Es seien "32 Millionen olympische Schwimmbäder, die wir hier an Eis verloren haben." Das erschreckende sei dabei die rapide Zunahme der Schmelze, "die direkte Korrelation zur Temperaturentwicklung und die Homogenität dieses Signals".

Dominanz eines einzigen Faktors

Gletscher an sich seien extrem kompliziert und von viele Faktoren beeinflusst. "Was wir hier sehen ist die Dominanz eines einzigen Faktors - und das ist die Temperaturzunahme. Und das liegt an der extremen Erwärmung unseres Planetens und der zentralasiatischen Region, die diese Gletscher spüren. Was wir an Erwärmung - anthropogen - der Erde zumuten, ist so enorm, dass das wirklich alles andere in den Schatten stellt. Wir sehen nur noch die Temperatur als dominanten Driver dieser Gletscherrückzüge."
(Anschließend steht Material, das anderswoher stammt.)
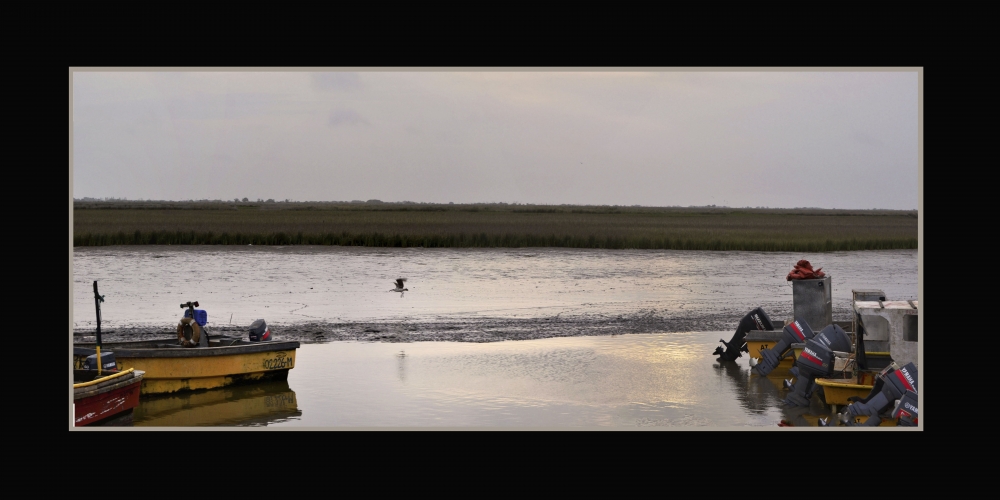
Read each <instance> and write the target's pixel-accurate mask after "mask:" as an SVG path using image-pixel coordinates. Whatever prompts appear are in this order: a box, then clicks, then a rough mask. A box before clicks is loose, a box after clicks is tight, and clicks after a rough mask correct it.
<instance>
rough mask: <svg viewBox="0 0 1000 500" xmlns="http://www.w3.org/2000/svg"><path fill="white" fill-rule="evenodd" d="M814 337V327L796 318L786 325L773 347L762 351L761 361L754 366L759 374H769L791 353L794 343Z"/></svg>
mask: <svg viewBox="0 0 1000 500" xmlns="http://www.w3.org/2000/svg"><path fill="white" fill-rule="evenodd" d="M812 337H813V331H812V328H810V327H809V324H808V323H806V322H805V320H801V319H796V320H795V321H792V322H791V323H789V324H787V325H785V328H783V329H782V335H781V340H779V341H778V343H777V344H775V346H774V348H773V349H764V350H763V351H761V352H760V358H761V359H760V363H759V364H758V365H757V366H754V367H753V371H754V373H756V374H757V375H761V376H764V375H767V374H768V373H771V372H772V371H774V369H775V368H777V367H778V363H780V362H781V360H782V359H784V358H786V357H787V356H788V355H789V354H790V353H791V346H792V344H797V343H801V342H805V341H806V340H809V339H811V338H812Z"/></svg>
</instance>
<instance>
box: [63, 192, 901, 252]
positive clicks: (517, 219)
mask: <svg viewBox="0 0 1000 500" xmlns="http://www.w3.org/2000/svg"><path fill="white" fill-rule="evenodd" d="M73 214H74V220H73V228H74V234H73V242H74V246H101V245H148V244H156V245H165V244H170V245H247V244H253V245H352V246H378V247H570V248H613V249H622V248H647V249H685V250H757V251H834V250H871V249H904V248H908V249H912V248H916V247H917V218H916V213H915V212H901V211H840V210H816V209H801V210H799V209H795V210H780V209H728V208H711V207H708V208H649V207H593V206H526V205H504V204H492V205H487V204H479V205H424V204H382V203H256V204H255V203H237V202H175V203H167V202H124V201H121V202H84V203H79V202H78V203H77V204H76V205H75V206H74V211H73Z"/></svg>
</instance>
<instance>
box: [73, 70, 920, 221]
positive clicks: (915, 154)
mask: <svg viewBox="0 0 1000 500" xmlns="http://www.w3.org/2000/svg"><path fill="white" fill-rule="evenodd" d="M918 83H919V75H918V73H917V72H916V71H915V70H910V71H870V72H857V71H853V72H841V71H834V70H831V71H824V72H810V71H788V72H773V71H759V72H743V71H715V72H703V71H702V72H697V71H696V72H690V71H688V72H680V71H669V70H663V71H660V70H656V71H654V70H637V71H632V72H626V71H589V72H588V71H503V70H501V71H464V72H456V71H430V70H429V71H406V72H402V71H362V72H345V71H329V72H291V71H279V72H274V71H259V72H200V71H198V72H161V73H153V72H91V71H76V72H74V73H73V106H72V112H73V139H72V140H73V170H72V177H73V178H72V182H73V196H74V198H83V197H97V198H103V197H116V198H128V199H154V200H186V199H233V198H243V197H248V198H250V199H252V200H255V199H257V198H261V199H268V198H274V199H276V200H284V199H290V200H298V201H307V200H308V201H326V200H331V201H332V200H343V201H350V200H369V199H379V200H382V201H417V202H439V203H440V202H445V203H446V202H455V203H473V202H487V203H488V202H507V203H514V202H516V203H538V204H563V203H568V204H586V205H646V206H672V205H680V206H689V205H709V204H715V205H725V206H734V207H743V206H768V207H823V208H891V209H915V208H917V192H918V158H919V146H918V121H919V117H918V105H919V97H918Z"/></svg>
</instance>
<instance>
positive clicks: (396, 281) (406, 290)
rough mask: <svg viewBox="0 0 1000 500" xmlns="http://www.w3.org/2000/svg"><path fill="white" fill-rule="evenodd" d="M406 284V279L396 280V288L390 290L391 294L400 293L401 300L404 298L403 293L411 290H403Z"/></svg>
mask: <svg viewBox="0 0 1000 500" xmlns="http://www.w3.org/2000/svg"><path fill="white" fill-rule="evenodd" d="M404 282H406V278H399V279H397V280H396V288H394V289H392V290H389V291H390V292H399V298H403V292H408V291H409V290H410V289H409V288H403V283H404Z"/></svg>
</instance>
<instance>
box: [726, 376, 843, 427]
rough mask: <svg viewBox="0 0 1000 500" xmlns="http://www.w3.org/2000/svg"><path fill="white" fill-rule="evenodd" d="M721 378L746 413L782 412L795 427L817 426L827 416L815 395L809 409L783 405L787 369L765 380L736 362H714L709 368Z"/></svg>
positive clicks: (786, 390) (798, 406) (828, 414)
mask: <svg viewBox="0 0 1000 500" xmlns="http://www.w3.org/2000/svg"><path fill="white" fill-rule="evenodd" d="M712 366H713V367H714V368H715V369H716V371H717V372H719V374H720V376H724V377H725V378H727V379H729V381H730V382H731V383H732V385H733V386H734V388H735V390H734V391H733V393H734V394H735V395H736V399H737V400H738V401H739V402H740V405H741V406H742V407H743V408H745V409H746V410H747V411H749V412H751V413H756V414H763V413H766V412H767V411H769V410H771V409H778V410H779V411H780V412H781V416H782V420H785V421H786V422H789V423H791V424H792V425H793V426H796V427H816V426H817V425H819V419H820V418H828V417H829V416H830V407H829V406H827V405H826V403H824V402H823V401H822V399H821V398H820V397H819V395H818V394H814V395H813V397H812V399H810V401H809V402H810V405H809V406H808V407H799V406H794V405H789V404H786V403H785V398H787V397H788V392H789V391H788V390H787V389H785V387H784V380H785V379H786V378H790V377H791V374H790V373H788V370H787V369H784V370H781V369H779V370H776V371H775V372H772V373H771V374H770V375H768V376H766V377H761V376H759V375H756V374H751V372H750V368H749V367H748V366H743V365H741V364H740V363H736V362H722V363H719V362H716V363H714V364H713V365H712Z"/></svg>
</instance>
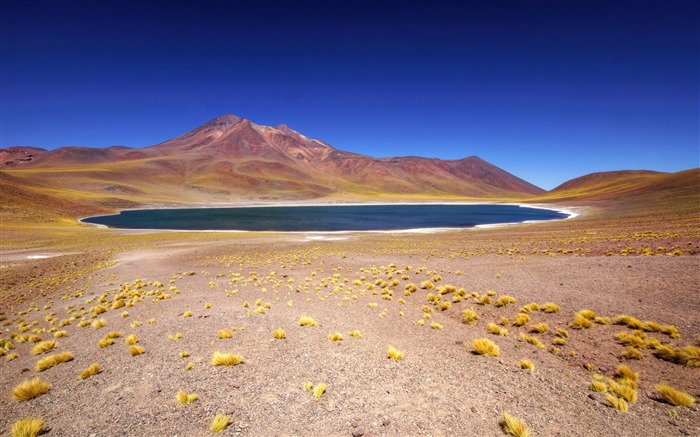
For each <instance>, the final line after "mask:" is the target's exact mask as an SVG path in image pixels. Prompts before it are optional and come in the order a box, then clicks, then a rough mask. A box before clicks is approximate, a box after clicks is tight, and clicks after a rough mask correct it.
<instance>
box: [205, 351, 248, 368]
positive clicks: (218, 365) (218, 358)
mask: <svg viewBox="0 0 700 437" xmlns="http://www.w3.org/2000/svg"><path fill="white" fill-rule="evenodd" d="M243 361H244V358H243V355H240V354H224V353H221V352H218V351H217V352H214V356H213V357H212V359H211V363H212V364H213V365H214V366H236V365H238V364H241V363H242V362H243Z"/></svg>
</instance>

In die Daten für diese aktuelle Untersuchung sei auch ein großes Archiv eingeflossen, dass die CIA von Spionage-Satellitenbilder veröffentlicht hat. Es habe eine Zeit gebraucht, bis eine technische Möglichkeit gefunden wurde, diese Bilder zu analysieren und auszulesen.

Der Einfluss dieser Gletscherrückzüge auf den Wasserhaushalt der Region sei ebenfalls enorm, so Schäfer: "Diese Gletscher sind die einzige Wasserquelle außerhalb des Monsuns, typischerweise in dieser Region und wenn die sich so drastisch verändert, dann hat das natürlich katastrophale Einflüsse auf die Landwirtschaft und die gesamte alpine Ökologie. Wenn das so weitergeht, wenn wir nichts ändern, nicht eingreifen, in irgendeiner Form, dann wird diese Änderung auch die Hydrologie dieser enormen, riesigen Flüsse, wie im Brahmaputra und Ganges und anderen, die im Himalaya entspringen, beeinflussen. Und dann haben wir eine Katastrophe, die hunderte von Millionen Menschen, die von diese Flüssen abhängen, beeinträchtigen."